# Recent Proposals for Tiled Architectures

Sandro Bartolini, Roberto Giorgi,  
Enrico Martinelli, Zdravko Popovic

*Dpt. Ingegneria dell'Informazione, University of Siena, Via Roma 56, 53100, Siena, Italy*

---

## ABSTRACT

One of the most interesting research questions for the microarchitecture community is: “How can we effectively use the increasing number of transistors available on a single chip while avoiding wire delay problem?” The time needed for a signal to reach the opposite edge of a chip is becoming longer than one cycle, and because of this, it becomes hard to gain more performance improvement with the scaling of superscalar architectures. One viable solution for using all the available transistors efficiently and effectively, while hiding wire delay as much as possible is to parallelize resource usage through resource clustering and decoupling. Recently a good number of tiled/clustered architectures have been proposed, indicating that this field is gathering high interest from both academia and industry.

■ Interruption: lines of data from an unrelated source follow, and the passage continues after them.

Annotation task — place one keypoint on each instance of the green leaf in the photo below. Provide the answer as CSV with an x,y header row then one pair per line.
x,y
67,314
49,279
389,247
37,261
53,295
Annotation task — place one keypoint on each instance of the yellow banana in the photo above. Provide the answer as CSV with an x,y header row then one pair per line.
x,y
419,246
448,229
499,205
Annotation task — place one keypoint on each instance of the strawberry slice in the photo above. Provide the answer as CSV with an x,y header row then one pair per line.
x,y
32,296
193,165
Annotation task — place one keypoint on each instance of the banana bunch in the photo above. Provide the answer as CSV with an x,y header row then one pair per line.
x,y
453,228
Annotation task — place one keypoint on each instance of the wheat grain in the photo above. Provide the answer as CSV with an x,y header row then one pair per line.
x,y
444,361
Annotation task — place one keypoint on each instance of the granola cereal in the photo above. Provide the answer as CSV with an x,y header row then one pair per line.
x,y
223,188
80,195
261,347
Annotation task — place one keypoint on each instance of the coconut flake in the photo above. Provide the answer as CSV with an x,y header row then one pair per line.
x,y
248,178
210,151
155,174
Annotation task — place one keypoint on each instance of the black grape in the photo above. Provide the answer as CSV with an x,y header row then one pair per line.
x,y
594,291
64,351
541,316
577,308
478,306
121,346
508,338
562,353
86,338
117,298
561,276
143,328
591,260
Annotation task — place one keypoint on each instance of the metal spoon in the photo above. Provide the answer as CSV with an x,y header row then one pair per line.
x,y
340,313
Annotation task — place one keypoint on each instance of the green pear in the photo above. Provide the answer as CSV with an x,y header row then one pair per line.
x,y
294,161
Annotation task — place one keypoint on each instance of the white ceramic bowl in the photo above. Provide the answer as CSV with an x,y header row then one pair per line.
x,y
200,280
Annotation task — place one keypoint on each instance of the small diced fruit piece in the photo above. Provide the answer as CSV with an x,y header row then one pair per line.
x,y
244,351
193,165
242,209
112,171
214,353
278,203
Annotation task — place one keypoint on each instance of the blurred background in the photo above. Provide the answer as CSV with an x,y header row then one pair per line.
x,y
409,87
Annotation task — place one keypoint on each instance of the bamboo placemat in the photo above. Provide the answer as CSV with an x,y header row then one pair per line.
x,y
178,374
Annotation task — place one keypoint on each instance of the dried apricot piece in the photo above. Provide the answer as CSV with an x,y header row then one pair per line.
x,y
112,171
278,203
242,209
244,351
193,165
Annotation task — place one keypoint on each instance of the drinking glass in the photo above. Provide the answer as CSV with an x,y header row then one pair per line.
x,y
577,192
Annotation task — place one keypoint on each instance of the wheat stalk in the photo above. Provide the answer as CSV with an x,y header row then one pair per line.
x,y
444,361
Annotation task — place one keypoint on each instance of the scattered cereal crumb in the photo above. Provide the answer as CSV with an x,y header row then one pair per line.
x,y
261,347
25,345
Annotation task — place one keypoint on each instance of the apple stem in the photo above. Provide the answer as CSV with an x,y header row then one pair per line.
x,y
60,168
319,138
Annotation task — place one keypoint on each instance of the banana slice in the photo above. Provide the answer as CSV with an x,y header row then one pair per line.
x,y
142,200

KEYWORDS: multiprocessors architectures, scalability, wire delay, chip multiprocessors.

## 1 Introduction

The natural way for improving the uniprocessor systems is connecting several uniprocessor systems with some kind of interconnection to work together. This is the main idea of all multiprocessor systems. As the technology was improving, it became possible to place more than one processor on a single chip, and therefore chip multiprocessors became reality. One type of chip multiprocessors are tiled architectures. Tiled architectures have some number of tiles that are replicated on the chip and connected with on-chip network. Using this approach, design is more simpler, because with technology improving just new tiles are added, and everything else (computational model, programing model, interconnection, memory organization) can stay the same.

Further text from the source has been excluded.